Associations between serum H. pylori specific seropositive antibodies and H. pylori eradication outcomes were estimated by odds ratios (ORs) and 95% confidence interval (95% CI) using unconditional multiple logistic regression adjusting age and gender. The Bonferroni correction was applied to recognize P values at <0.005 (0.05/10 markers). Education, smoking, and drinking were evaluated as the potential confounders but not included in the final models, because they did not substantially alter the risk estimates (data not shown). We calculated Spearman’s correlation coefficients (r) to assess colinearity between different H. pylori specific antibodies. Tests for linear trend were performed by entering the categorical variables as continuous parameters in the models. Effect modification by specific antibodies was calculated using a likelihood ratio test to compare models with and without interaction terms. All statistical analyses were conducted with SAS software (Version 9.4; SAS Institute Inc., Cary, NC, USA).
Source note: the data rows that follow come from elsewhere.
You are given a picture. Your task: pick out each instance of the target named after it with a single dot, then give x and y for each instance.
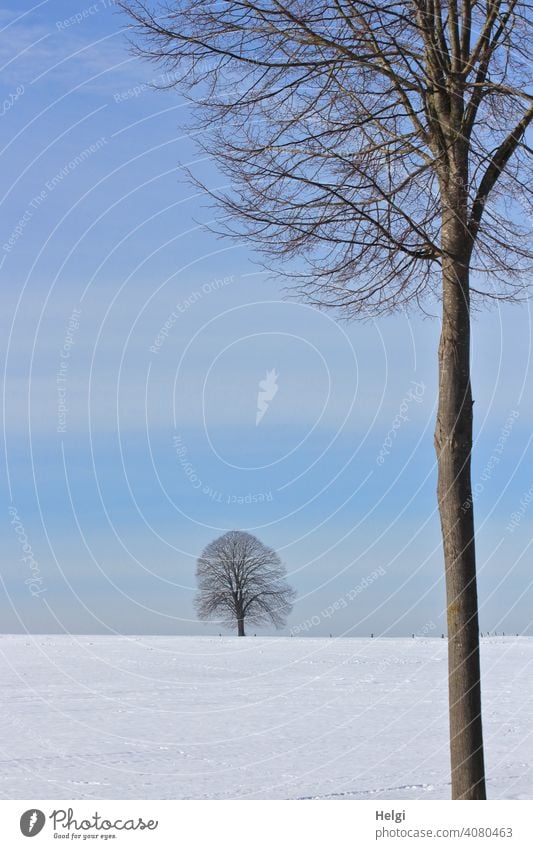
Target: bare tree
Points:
(241, 579)
(384, 145)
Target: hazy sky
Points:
(134, 343)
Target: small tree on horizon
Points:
(383, 146)
(239, 579)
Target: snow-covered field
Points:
(263, 718)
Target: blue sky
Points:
(152, 333)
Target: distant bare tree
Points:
(241, 579)
(384, 144)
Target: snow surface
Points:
(262, 718)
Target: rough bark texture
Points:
(453, 442)
(365, 140)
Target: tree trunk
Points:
(453, 443)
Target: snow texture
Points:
(255, 718)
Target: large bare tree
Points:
(239, 579)
(384, 145)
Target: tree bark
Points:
(453, 443)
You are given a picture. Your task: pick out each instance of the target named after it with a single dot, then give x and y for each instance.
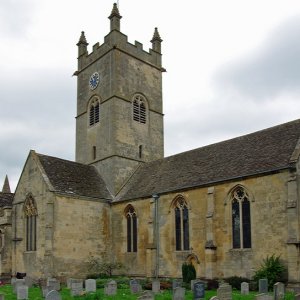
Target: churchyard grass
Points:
(123, 294)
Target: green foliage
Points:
(103, 268)
(235, 281)
(273, 269)
(188, 272)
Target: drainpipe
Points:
(156, 197)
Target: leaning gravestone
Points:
(53, 295)
(22, 292)
(146, 295)
(90, 285)
(155, 286)
(279, 291)
(224, 292)
(76, 287)
(135, 286)
(245, 288)
(178, 293)
(110, 288)
(199, 290)
(263, 286)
A total of 529 trial participants were included in the present study with a median age of 43.0 years old at baseline. The dominant trial participants were female (57.8%), non-smokers (64.5%), non-drinkers (57.8%), and had low education background (80.2% with elementary school education or less). Among the three active anti-H. pylori treatment groups and placebo group, participants in failed eradication group were younger (P=0.004) and male (P=0.016) (Table 1). No statistically significant differences were observed for education, smoking and drinking between groups (P>0.05).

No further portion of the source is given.